NEWRY — The Lewiston couple who won last fall's North American Wife Carrying Championship will defend their title next month when Sunday River Ski Resort hosts the 11th annual event.
Held on Saturday, Oct. 9, the event marks the couple's last chance to qualify for the World Wife Carrying Championship in Finland held in July of next year.
The Newry event touts a prize list including the wife's weight in beer, five times her weight in cash, and serious bragging rights, resort spokeswoman Darcy Morse said in a Thursday report.
With a time of 54.45 seconds last year, Dave and Lacey Castro of Lewiston beat a field of 46 couples coming from as far away as California.

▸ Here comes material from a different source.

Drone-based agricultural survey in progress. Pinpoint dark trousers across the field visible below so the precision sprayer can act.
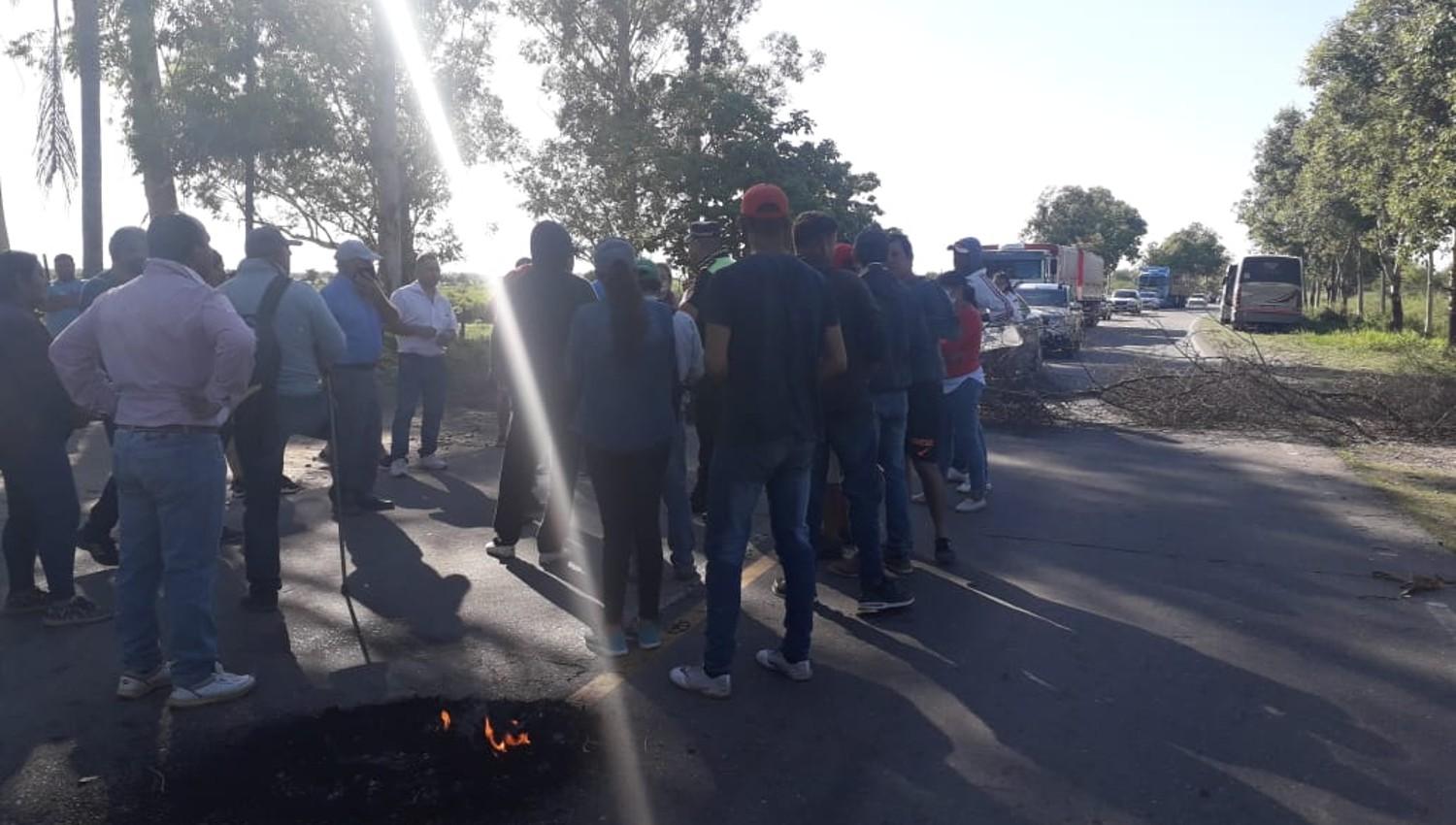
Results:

“Last year's champions, Dave and Lacey Castro, have already signed up and are definitely planning on defending their title,” Morse said.
“I have to say they have their work cut out for them. While the world's strongest man/wife couple are not registered to compete this year, we do have a couple out of Gorham, Maine, who have been holding wife-carrying training classes at their gym and are set on winning.”
The Gorham couple are Jesse and Stacey Coleman, who competed in last month's Tough Mountain Challenge race at the Newry ski hill, but have never participated in the North American Wife Carrying Championship or an event like it.
“They saw the event on ESPN last fall and made a personal pact to train for, compete in and win this year's event,” Morse said of the Colemans.
“They have a blog dedicated to their fitness efforts and have some fun wife-carrying specific posts at http://www.my-fit-family.com/.”
As of Thursday afternoon, Morse said there are 32 couples signed up out of 50 spots for the race and officials expect to “easily” sell out the event.
“It should be an intense race year,” she said.
The race is part of the resort's Fall Festival Weekend.
"The North American Wife Carrying Championship brings people from all over the U.S. to compete," Dana Bullen, Sunday River resort president, said.
"For some, this event is part of a bucket list and something they've trained for. For others, it's a challenge they've decided to sign up for on the day of the event."
Morse said the most challenging aspect of wife carrying remains the actual carry.
Throughout the past decade, championship couples have all favored the highly technical Estonian carry, which requires the carried partner to hold on, upside down and backwards in a piggyback-like fashion.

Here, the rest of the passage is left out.